Early Affliction and Later Addiction: Is Childhood Maltreatment and Adult Insecure Attachment Style Related to Substance Use?

James Emerson Lewis


This study examined how past exposure to various types of childhood maltreatment relate to attachment styles in adulthood, and how these two variables are associated with levels of alcohol/drug use and addiction issues. Understanding how predispositions of how one develops substance use problems is important to prevention efforts and in treating addicted individuals. Frequently, drug addiction has been explained under the concept of the “disease” model, and research indicates there are various factors involved in this concept, such as maltreatment during childhood and adult insecure attachment styles. Childhood maltreatment has also been found to be associated with an insecure attachment style of adulthood (Hankin, 2005).

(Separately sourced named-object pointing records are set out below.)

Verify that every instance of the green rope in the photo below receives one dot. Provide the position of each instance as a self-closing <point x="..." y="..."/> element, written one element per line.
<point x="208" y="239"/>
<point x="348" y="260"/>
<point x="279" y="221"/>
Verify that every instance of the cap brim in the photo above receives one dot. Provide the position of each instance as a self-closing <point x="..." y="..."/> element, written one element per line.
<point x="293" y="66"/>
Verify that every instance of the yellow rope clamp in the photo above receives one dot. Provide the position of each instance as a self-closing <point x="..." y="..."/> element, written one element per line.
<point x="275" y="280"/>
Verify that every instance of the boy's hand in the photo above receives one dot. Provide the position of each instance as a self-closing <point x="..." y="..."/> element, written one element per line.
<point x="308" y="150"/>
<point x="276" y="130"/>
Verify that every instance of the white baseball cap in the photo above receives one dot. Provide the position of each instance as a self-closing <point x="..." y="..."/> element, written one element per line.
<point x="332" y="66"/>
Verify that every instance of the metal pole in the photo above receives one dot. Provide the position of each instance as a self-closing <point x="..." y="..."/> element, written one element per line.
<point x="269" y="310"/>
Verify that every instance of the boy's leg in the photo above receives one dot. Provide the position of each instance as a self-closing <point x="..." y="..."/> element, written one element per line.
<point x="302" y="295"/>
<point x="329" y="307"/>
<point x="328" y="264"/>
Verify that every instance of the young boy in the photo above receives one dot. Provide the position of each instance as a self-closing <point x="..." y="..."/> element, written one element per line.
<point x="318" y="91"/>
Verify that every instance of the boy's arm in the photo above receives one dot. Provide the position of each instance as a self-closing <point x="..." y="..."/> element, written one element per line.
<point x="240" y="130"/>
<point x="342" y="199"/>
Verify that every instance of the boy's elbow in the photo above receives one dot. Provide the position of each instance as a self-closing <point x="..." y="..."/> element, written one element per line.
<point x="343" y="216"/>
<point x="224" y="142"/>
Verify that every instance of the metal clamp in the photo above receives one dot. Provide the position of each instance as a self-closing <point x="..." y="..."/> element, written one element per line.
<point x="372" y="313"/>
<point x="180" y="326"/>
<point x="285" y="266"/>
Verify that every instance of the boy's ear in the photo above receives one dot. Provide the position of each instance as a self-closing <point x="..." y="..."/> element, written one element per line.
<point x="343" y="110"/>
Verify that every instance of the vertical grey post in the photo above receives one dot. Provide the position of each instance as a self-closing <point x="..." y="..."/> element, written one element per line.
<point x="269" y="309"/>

Additionally, insecure attachment may increase susceptibility to, and/or maintenance of, substance problems (Thorberg, & Lyvers, 2006). Participants came from a convenience sample of psychology classes at a middle-sized Southeastern university, who participated via an online participant management system, after IRB approval was obtained. It was hypothesized that various experiences of childhood maltreatment would be significantly and positively correlated with adult insecure attachment scores, and that childhood maltreatment and insecure attachment would have significant, positive correlations with levels of alcohol/drug use and addiction issues. Pearson’s product-moment correlation analyses findings supported H1, but only partially supported H2. There were significant positive correlations between various types of childhood maltreatment and insecure attachment. However, adult insecure attachment scores were only positively, and weakly correlated with one measure of substance abuse/addition, specifically the DAST.